Updated config model selection

2025-04-07 18:07:11 +02:00 · 2025-04-07 18:07:11 +02:00 · 80d1046623
parent fbf2793b2e
commit 80d1046623
2 changed files with 84 additions and 82 deletions
--- a/README.md
+++ b/README.md
@ -15,7 +15,8 @@

 ## 🔥 Latest News!!
 * April 4 2025: 👋 Wan 2.1GP v4.0: lots of goodies for you !
-    - A new queuing system that lets you stack in a queue as many text2video and imag2video tasks as you want. Each task can rely on complete different generation parameters (different number of frames, steps, loras, ...).
+    - A Simplified interface that lets you switch quickly between the numerous Wan derived models
+    - A new queuing system that lets you stack in a queue as many text2video and imag2video tasks as you want. Each task can rely on complete different generation parameters (different model, different number of frames, steps, loras, ...).
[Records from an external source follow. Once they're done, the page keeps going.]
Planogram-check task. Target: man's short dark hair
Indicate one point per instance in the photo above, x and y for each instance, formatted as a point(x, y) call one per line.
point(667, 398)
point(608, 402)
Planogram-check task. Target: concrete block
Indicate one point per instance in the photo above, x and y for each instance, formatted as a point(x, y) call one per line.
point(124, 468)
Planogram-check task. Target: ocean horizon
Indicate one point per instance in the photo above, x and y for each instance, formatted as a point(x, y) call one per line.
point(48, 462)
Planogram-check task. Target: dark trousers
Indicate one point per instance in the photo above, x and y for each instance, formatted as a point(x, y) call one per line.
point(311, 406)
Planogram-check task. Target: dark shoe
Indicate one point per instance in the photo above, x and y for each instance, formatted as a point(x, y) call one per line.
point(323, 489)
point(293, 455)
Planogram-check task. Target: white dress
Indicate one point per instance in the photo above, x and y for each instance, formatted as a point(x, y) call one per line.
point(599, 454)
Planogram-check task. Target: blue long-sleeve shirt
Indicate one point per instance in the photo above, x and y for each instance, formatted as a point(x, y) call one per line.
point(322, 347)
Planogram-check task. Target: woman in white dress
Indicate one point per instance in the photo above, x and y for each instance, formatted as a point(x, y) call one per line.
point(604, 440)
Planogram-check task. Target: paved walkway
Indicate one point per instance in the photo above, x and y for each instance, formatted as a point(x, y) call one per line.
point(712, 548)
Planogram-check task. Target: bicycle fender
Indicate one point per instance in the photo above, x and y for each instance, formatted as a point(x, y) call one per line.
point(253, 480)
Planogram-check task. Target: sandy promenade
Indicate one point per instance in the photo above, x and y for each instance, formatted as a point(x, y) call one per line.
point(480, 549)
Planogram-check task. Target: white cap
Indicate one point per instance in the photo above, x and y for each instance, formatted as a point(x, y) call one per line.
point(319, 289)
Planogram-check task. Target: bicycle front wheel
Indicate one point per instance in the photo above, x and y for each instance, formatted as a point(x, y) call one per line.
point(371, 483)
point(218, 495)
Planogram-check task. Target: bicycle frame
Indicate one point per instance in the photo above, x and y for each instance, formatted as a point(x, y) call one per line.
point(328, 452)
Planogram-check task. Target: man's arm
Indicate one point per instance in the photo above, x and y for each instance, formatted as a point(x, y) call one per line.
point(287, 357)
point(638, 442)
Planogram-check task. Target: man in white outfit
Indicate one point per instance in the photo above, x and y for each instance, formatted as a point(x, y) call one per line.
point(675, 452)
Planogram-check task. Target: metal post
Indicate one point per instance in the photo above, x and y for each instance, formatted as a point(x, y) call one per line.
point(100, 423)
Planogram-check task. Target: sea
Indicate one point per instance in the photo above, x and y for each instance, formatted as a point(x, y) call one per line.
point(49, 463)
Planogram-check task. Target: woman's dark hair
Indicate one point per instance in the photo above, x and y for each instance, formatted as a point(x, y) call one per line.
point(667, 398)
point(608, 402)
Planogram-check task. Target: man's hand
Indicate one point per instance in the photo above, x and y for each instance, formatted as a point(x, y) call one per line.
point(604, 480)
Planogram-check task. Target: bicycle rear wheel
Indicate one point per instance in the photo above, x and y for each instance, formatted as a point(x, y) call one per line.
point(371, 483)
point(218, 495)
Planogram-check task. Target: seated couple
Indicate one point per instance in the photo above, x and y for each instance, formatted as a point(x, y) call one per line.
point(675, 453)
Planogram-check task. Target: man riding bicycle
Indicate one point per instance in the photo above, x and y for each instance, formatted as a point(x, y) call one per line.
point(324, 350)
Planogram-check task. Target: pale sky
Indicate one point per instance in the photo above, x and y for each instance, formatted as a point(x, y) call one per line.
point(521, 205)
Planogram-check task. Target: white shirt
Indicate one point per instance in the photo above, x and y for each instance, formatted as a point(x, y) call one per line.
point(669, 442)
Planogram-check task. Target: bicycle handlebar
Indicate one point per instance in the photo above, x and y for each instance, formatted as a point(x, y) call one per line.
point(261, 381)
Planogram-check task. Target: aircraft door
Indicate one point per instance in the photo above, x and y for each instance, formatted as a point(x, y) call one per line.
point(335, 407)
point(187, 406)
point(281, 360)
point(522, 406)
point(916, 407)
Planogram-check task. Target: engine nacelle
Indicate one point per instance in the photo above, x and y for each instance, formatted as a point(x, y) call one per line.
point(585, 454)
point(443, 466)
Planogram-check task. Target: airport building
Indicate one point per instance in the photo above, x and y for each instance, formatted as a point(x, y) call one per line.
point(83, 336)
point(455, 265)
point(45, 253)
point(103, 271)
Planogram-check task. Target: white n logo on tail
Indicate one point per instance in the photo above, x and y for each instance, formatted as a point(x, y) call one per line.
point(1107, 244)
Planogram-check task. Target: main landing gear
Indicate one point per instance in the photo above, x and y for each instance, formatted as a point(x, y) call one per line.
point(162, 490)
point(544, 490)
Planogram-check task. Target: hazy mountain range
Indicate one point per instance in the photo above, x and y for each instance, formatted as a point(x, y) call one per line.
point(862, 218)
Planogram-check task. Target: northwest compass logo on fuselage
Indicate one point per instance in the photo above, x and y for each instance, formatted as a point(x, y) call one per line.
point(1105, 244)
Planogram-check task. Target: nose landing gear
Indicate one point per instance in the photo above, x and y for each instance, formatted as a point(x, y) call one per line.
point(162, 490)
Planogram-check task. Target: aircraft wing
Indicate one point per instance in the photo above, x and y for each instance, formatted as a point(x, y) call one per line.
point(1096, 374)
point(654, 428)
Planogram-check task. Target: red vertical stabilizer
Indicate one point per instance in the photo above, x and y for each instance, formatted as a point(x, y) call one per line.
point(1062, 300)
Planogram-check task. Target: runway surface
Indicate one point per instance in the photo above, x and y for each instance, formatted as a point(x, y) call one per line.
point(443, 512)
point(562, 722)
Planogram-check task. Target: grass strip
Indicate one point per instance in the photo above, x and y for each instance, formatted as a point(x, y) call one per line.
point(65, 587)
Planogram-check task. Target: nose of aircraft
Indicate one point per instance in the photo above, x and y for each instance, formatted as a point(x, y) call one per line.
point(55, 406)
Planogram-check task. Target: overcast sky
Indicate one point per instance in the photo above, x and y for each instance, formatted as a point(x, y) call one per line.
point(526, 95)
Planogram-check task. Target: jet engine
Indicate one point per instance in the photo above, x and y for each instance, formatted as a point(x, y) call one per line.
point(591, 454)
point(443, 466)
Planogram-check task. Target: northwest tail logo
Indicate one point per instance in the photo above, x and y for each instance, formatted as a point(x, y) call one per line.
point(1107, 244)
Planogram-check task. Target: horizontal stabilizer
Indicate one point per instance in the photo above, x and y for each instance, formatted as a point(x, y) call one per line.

Many thanks to **Tophness** for his huge contribution to this new useful feature.
    - Temporal upsampling (Rife) and spatial upsampling (Lanczos) for a smoother video (32 fps or 64 fps) and to enlarge you video by x2 or x4. Check these new advanced options.
    - Wan Vace Control Net support : with Vace you can inject in the scene people or objects, animate a person, perform inpainting or outpainting, continue a video, ... I have provided an introduction guide below.
 * Mar 27 2025: 👋 Added support for the new Wan Fun InP models (image2video). The 14B Fun InP has probably better end image support but unfortunately existing loras do not work so well with it. The great novelty is the Fun InP image2 1.3B model : Image 2 Video is now accessible to even lower hardware configuration. It is not as good as the 14B models but very impressive for its size. You can choose any of those models in the Configuration tab. Many thanks to the VideoX-Fun team  (https://github.com/aigc-apps/VideoX-Fun)
@ -314,6 +315,7 @@ It seems you will get better results if you turn on "Skip Layer Guidance" with i
 --server-name name : default (localhost) : Gradio server name\
 --open-browser : open automatically Browser when launching Gradio Server\
 --lock-config : prevent modifying the video engine configuration from the interface\
+--lock-model : prevent selecting a different model than the default model\
 --share : create a shareable URL on huggingface so that your server can be accessed remotely\
 --multiple-images : allow the users to choose multiple images as different starting points for new videos\
 --compile : turn on pytorch compilation\
--- a/wgp.py
+++ b/wgp.py
@ -441,6 +441,12 @@ def _parse_args():
        help="Prevent modifying the configuration from the web interface"
    )

+    parser.add_argument(
+        "--lock-model",
+        action="store_true",
+        help="Prevent switch models"
+    )
+
    parser.add_argument(
        "--preload",
        type=str,
@ -700,11 +706,15 @@ transformer_choices_t2v=["ckpts/wan2.1_text2video_1.3B_bf16.safetensors", "ckpts
 transformer_choices_i2v=["ckpts/wan2.1_image2video_480p_14B_bf16.safetensors", "ckpts/wan2.1_image2video_480p_14B_quanto_int8.safetensors", "ckpts/wan2.1_image2video_720p_14B_bf16.safetensors", "ckpts/wan2.1_image2video_720p_14B_quanto_int8.safetensors", "ckpts/wan2.1_Fun_InP_1.3B_bf16.safetensors", "ckpts/wan2.1_Fun_InP_14B_bf16.safetensors", "ckpts/wan2.1_Fun_InP_14B_quanto_int8.safetensors", ]
 transformer_choices = transformer_choices_t2v + transformer_choices_i2v
 text_encoder_choices = ["ckpts/models_t5_umt5-xxl-enc-bf16.safetensors", "ckpts/models_t5_umt5-xxl-enc-quanto_int8.safetensors"]
-server_config_filename = "gradio_config.json"
+server_config_filename = "wgp_config.json"
+
+if not os.path.isfile(server_config_filename) and os.path.isfile("gradio_config.json"):
+    import shutil 
+    shutil.move("gradio_config.json", server_config_filename) 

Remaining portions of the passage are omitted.